What sets Meek Mill apart from most rappers is the clear message he sends out to youth that are in the situation he had been in years before and sheds light onto some big issues that America is facing. This includes the judicial system, gun violence, racism and the disparities between the rich and poor areas in the US.
‘Oodles O’Noodles Babies’ is a song that reveals the reality of where Meek Mill grew up. Meek has experienced a lot of death in his life, including his Aunty and his father and cousin who both died at the hands of guns. These inspire a lot of his lyrics and demonstrate the violence that is ignored in America. He speaks about children’s transition from holding video game controllers to holding guns and highlights a cycle that very rarely seems to break:
“Lot of daddies goin’ back and forth out of jail
Lot of sons growin’ up and repeating them”
You may also notice that when he raps about Court Judge Brinkley, the judge who has overseen his case since he was 18, he never attacks her. Instead, he seeks to show people the unjustness of not only his case but the many cases involving black people. His case is unique because the judge that sends him to prison is a black woman. In a verse in ‘Trauma’, Meek implies that there are powerful white people above Judge Brinkley and the only way for her and many black people to progress in their careers is to impress them by taking advantage of disadvantaged black people:
“Tryna impress them people in power when power abusin’ us”
‘What’s Free’ featuring Rick Ross and Jay-Z, not only echoes Notorious B.I.G’s “What’s Beef” but also an important US political issue. What does it mean to be free? Especially in democracies like the US, where the word “freedom” is seen as the main value, there are many instances that seem to contradict this. Meek, Ross and Jay rap about issues such as what we see on TV and racism in the US. The main inspiration for this song is Meek’s court case but it reflects on the systems and institutions that run America. In an interview with Breakfast Club, Meek Mill revealed that he is still on probation and that his case could have a ruling at any time. Although he is out of prison, he wonders if he really is free.

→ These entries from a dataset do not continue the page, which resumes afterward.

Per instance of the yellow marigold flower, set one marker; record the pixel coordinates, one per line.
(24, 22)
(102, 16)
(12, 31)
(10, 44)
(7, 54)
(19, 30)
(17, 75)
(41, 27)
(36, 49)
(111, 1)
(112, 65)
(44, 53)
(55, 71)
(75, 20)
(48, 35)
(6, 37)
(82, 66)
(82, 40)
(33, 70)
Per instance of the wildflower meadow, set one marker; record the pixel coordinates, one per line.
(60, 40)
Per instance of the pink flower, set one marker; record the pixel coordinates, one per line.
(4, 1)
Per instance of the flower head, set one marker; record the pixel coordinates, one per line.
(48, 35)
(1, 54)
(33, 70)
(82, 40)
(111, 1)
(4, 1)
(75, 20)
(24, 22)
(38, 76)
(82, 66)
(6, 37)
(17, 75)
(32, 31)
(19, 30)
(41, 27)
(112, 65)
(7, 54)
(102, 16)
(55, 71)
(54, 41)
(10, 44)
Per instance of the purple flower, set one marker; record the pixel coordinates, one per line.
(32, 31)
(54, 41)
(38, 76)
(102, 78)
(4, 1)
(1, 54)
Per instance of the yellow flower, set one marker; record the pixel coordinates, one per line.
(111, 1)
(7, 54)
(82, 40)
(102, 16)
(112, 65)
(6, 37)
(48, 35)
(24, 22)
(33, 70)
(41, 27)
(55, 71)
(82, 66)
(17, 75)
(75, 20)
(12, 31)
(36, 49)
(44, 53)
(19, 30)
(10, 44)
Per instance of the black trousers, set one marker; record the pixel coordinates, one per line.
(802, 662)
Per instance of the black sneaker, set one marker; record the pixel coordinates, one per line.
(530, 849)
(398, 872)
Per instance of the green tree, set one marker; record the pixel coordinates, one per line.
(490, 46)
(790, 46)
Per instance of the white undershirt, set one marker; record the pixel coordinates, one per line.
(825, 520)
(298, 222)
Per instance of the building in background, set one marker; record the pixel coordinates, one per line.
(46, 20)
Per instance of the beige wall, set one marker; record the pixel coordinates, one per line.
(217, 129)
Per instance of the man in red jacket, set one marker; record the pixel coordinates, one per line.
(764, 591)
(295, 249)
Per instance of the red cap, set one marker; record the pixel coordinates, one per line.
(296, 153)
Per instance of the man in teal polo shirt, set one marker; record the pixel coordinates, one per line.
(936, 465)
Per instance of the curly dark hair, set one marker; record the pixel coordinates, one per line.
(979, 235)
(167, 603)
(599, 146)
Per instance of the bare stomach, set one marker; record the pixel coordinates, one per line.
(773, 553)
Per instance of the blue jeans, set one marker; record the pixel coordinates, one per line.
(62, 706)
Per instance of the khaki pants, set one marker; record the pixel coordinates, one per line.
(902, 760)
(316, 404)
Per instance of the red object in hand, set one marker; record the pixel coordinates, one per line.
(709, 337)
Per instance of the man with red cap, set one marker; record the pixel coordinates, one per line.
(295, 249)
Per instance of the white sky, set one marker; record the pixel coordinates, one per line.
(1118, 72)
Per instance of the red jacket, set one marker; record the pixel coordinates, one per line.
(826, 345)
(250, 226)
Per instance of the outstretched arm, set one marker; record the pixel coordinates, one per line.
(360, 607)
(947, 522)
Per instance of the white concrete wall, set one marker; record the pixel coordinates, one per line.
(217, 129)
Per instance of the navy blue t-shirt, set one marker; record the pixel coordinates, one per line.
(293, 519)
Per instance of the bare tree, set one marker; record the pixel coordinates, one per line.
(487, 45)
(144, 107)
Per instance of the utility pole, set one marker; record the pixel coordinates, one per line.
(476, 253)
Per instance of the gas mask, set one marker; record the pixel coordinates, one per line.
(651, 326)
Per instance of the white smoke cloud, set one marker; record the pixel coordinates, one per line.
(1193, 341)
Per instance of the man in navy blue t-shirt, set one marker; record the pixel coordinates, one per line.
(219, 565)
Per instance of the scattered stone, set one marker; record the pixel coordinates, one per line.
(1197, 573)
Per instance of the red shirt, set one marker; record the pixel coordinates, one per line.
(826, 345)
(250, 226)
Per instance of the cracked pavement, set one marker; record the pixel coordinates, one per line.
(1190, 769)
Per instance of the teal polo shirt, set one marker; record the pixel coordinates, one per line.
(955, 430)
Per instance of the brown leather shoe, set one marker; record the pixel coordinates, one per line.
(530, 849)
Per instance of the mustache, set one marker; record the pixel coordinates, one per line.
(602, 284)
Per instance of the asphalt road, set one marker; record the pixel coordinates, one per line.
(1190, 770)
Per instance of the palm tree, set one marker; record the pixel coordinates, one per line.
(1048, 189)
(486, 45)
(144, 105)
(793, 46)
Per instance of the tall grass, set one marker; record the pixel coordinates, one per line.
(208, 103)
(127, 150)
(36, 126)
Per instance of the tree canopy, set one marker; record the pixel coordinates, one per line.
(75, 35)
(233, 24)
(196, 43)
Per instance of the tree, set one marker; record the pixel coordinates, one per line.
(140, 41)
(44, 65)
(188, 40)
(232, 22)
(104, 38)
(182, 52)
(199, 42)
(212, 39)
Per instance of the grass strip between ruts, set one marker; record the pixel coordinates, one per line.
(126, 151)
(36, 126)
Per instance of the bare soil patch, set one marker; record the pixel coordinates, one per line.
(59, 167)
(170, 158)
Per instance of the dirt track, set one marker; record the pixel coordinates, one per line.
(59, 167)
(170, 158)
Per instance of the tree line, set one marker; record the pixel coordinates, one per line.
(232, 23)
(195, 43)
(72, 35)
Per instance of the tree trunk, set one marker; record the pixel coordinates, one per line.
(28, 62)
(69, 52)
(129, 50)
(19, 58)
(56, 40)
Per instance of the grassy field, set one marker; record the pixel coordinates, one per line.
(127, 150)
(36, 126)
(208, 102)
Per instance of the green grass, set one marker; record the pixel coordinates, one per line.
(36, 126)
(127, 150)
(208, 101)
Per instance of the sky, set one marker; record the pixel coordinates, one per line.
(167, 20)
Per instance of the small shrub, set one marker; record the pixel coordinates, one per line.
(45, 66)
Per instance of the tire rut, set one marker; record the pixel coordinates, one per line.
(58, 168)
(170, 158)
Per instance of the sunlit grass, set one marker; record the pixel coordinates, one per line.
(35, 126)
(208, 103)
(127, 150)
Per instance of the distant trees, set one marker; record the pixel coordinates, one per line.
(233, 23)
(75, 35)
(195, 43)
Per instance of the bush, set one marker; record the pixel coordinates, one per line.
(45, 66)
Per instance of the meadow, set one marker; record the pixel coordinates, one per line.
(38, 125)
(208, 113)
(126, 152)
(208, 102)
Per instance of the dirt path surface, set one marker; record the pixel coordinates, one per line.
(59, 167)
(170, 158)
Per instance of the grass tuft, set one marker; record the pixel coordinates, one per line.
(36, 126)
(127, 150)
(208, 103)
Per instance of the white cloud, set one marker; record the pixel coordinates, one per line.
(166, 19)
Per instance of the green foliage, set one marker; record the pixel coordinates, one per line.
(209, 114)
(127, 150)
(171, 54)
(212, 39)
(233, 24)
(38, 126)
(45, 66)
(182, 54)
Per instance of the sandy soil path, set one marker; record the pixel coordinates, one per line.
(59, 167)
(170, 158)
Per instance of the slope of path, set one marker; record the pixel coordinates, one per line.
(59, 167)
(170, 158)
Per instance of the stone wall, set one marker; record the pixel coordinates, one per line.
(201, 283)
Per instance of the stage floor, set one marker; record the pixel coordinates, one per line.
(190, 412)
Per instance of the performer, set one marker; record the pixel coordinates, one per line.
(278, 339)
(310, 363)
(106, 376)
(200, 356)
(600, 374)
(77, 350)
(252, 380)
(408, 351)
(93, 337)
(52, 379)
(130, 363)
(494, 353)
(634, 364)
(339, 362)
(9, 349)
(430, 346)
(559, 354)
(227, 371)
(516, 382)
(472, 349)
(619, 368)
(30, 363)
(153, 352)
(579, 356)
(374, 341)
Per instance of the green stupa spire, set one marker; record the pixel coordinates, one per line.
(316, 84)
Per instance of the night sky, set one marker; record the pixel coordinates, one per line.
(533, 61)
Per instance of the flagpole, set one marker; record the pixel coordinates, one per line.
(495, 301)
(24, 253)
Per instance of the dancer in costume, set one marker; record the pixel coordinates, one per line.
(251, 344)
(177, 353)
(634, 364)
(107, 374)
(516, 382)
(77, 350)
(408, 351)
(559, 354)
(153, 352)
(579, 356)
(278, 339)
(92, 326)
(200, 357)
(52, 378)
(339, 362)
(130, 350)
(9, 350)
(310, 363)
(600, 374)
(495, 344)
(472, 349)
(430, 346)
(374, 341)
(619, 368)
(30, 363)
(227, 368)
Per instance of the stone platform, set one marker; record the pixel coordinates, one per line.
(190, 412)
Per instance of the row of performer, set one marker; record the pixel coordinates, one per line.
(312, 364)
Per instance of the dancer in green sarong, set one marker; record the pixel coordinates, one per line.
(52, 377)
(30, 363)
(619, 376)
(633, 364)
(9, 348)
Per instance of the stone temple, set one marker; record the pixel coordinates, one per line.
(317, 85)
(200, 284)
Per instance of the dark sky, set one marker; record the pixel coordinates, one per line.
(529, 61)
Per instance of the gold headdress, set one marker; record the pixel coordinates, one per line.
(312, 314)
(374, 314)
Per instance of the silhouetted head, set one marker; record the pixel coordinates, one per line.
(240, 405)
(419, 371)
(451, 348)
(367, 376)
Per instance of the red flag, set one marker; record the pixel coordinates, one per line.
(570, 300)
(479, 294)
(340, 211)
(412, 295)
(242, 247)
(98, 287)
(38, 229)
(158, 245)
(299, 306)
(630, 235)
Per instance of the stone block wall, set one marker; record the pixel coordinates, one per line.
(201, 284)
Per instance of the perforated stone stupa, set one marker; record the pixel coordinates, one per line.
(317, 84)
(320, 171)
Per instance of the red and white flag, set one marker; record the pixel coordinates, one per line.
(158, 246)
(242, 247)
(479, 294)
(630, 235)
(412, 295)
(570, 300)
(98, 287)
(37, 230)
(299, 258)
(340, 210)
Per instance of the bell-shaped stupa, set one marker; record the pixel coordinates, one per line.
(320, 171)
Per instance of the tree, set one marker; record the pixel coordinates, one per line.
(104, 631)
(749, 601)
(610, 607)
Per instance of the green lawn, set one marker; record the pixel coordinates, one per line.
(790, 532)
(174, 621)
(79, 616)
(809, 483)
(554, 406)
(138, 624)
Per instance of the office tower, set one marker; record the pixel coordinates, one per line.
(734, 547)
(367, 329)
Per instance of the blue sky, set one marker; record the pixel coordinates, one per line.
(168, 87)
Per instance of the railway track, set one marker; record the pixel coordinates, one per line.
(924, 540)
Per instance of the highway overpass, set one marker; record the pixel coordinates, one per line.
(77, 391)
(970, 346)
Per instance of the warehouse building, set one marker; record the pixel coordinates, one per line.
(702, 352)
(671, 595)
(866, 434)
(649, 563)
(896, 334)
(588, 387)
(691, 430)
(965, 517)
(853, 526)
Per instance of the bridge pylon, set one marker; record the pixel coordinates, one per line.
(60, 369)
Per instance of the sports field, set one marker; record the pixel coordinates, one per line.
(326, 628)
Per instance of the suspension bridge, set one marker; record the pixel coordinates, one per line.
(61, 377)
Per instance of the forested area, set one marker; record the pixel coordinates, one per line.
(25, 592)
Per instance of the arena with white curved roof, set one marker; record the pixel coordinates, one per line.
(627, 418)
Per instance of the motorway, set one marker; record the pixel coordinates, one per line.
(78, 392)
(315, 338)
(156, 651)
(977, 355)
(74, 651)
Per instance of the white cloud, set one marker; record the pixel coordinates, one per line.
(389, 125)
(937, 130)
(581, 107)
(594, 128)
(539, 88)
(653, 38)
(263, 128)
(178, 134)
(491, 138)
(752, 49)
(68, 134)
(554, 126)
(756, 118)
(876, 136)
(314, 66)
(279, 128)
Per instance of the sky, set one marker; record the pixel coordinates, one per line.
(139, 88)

Besides the trap style of music that Meek Mill uses in most his releases, his latest album samples many old classics. This isn’t something new to rap however what is impressive is the choice of songs. Meek’s introductory song, ‘Intro,’ samples Phil Collin’s ‘In The Air Tonight’, and is a totally unexpected choice to mix with Meek’s style of rap, but it actually works perfectly. Other songs in the album include:
‘Trauma’, which samples Barclay James Harvest’s ‘Taking Me Higher’,
‘What’s Free’, which samples Notorious B.I.G.’s ‘What’s Beef’,
‘Respect The Game’, which samples Lonnie Liston Smith’s ‘A Garden of Peace’,
‘24/7’, which samples Beyonce’s ‘Me, Myself and I’,
And ‘Cold Hearted II’, which samples Weeknd’s ‘I Was Never There.’